The Bangladesh government’s approval of a new Renewable Energy Policy that sets higher targets of 20% and 30% electricity generation from renewables by 2030 and 2041, respectively, is a welcome step towards advancing the energy transition. However, despite enhanced commitments, a lack of support and policy inconsistencies hinder potential progress in the country’s renewable energy sector.
While solar power can reduce the country’s reliance on costly oil-fired power, the proposed budget for FY2025-26 does not provide any incentives for its adoption. It does not offer incentives for other renewable energy technologies either.

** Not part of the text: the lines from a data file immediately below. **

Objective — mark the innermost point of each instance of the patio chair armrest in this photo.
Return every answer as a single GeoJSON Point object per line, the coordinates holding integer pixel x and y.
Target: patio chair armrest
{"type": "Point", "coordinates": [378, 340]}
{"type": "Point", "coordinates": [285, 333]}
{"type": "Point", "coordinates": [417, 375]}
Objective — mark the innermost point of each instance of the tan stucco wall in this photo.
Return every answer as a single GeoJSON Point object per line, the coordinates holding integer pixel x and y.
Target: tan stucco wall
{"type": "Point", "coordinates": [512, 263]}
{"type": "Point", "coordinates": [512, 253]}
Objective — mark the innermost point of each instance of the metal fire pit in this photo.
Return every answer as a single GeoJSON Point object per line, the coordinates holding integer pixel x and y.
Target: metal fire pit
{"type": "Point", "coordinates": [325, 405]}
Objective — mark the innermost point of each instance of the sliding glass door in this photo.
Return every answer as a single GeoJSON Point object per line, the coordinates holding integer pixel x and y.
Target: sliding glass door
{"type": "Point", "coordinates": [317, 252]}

The exclusion of the “implementation agreement clause” – similar to a guarantee – from the tender, means that new renewable energy projects lack bankability. Project developers might find it difficult to raise debt capital without this clause.
While the previous government had decided to scrap 10 coal-fired plants, the current government is considering reviving one of them. It plans to build a coal-fired power plant of 1,200MW capacity in Matarbari. Although it has cited generating cheaper electricity compared with oil-fired power as one of the reasons for this decision, this rationale seems short-sighted.
The Bangladesh government’s approval of a new Renewable Energy Policy that sets higher targets of 20% and 30% electricity generation from renewables by 2030 and 2041, respectively, is a welcome step towards advancing the energy transition. However, despite enhanced commitments, a lack of support and policy inconsistencies hinder potential progress in the country’s renewable energy sector.
While the national budget for fiscal year (FY) 2025-26 unveiled on 2 June 2025 shared an ambitious goal of establishing a society grounded on three zeroes, i.e., zero poverty, zero unemployment and zero net carbon emissions, it does not offer incentives to the private sector to scale up renewable energy.
Further, the government has made some sweeping changes in the energy and power sectors. It has repealed the Quick Enhancement of Electricity and Energy Supply Act (QEEESA) 2010, which allowed the previous government to accept unsolicited project proposals without competitive bidding. The government has also suspended renewable energy projects that received letters of Intent (LOIs) under QEEESA before August 2024. It has floated four packages of tenders inviting the private sector to implement renewable energy projects with a combined capacity of more than 5,000 megawatts (MW) but has removed the payment guarantee clause. Such frequent policy changes pose challenges for investors.
The government’s recent announcement to build a coal-fired plant to generate cheaper power than oil-fired peaking plants also highlights policy consistency. A baseload power plant is unlikely to contain the share of oil-fired plants in total generation. Instead, it will intensify the sector’s overcapacity amid sluggish power demand growth.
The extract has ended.